Link: Multiple regression R Linear regression in R
Check the full code in github repo.
Do multiple regression in R
Plot the basic correlation
library(dplyr)
mouse.data <- data.frame(
size = c(1.4, 2.6, 1.0, 3.7, 5.5, 3.2, 3.0, 4.9, 6.3),
weight = c(0.9, 1.8, 2.4, 3.5, 3.9, 4.4, 5.1, 5.6, 6.3),
tail = c(0.7, 1.3, 0.7, 2.0, 3.6, 3.0, 2.9, 3.9, 4.0))
plot(mouse.data)
Interpret the graph
Identify the correlation by eye-balling:
- Both weight and tail are correlated with size.
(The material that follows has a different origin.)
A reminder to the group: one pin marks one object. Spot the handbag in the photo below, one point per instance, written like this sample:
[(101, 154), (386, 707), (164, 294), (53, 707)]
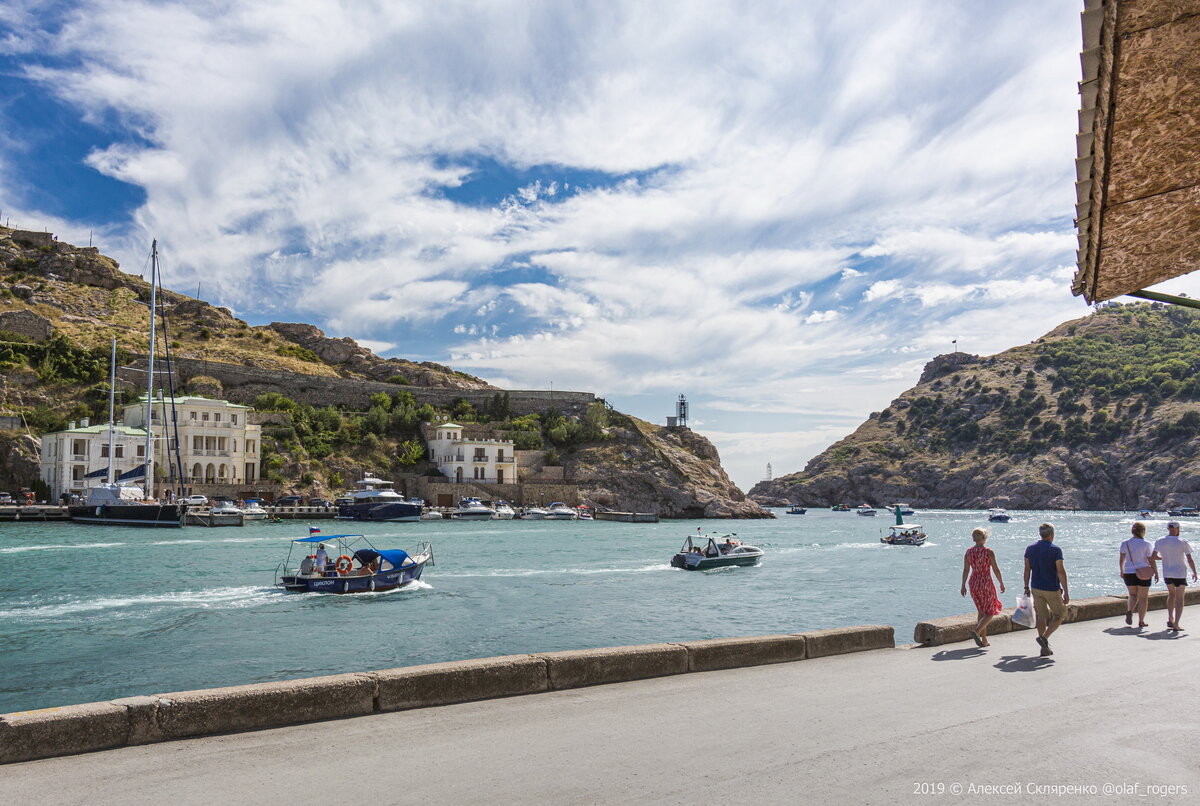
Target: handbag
[(1144, 572)]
- weight and tail are also correlated - so we might not need both
Fit a plane to the data
Use ”+” sign in lm()
to indicate multiple parameters.
multiple.regression <- lm(size ~ weight + tail, data=mouse.data)
Use summary() to interpret the results
Note: since we are using multiple regression, the adjusted R-squared would be more meaningful.
Call:
lm(formula = size ~ weight + tail, data = mouse.data)
Residuals:
Min 1Q Median 3Q Max
-0.99928 -0.38648 -0.06967 0.34454 1.07932
Coefficients:
Estimate Std. Error t value Pr(>|t|)
(Intercept) 0.7070 0.6510 1.086 0.3192
weight -0.3293 0.3933 -0.837 0.4345
tail 1.6470 0.5363 3.071 0.0219 *
---
Signif. codes: 0 ‘***’ 0.001 ‘**’ 0.01 ‘*’ 0.05 ‘.’ 0.1 ‘ ’ 1
Residual standard error: 0.8017 on 6 degrees of freedom
Multiple R-squared: 0.8496, Adjusted R-squared: 0.7995
F-statistic: 16.95 on 2 and 6 DF, p-value: 0.003399
How to compare between multiple vs linear regression
We can do so by comparing the coefficient table with simple linear regression:
The lines of x variables represents the results of multipe regression while comparing with simple linear regression without it.
e.g. The weight line compares the multipel regression y = n + a*weight + b*tail vs simple regression y = n + b*tail. In this case, p-value > 0.05, so weight + tail is not significantly better(important) than using tail alone to predict size, meaning we can get rid of weight in the model.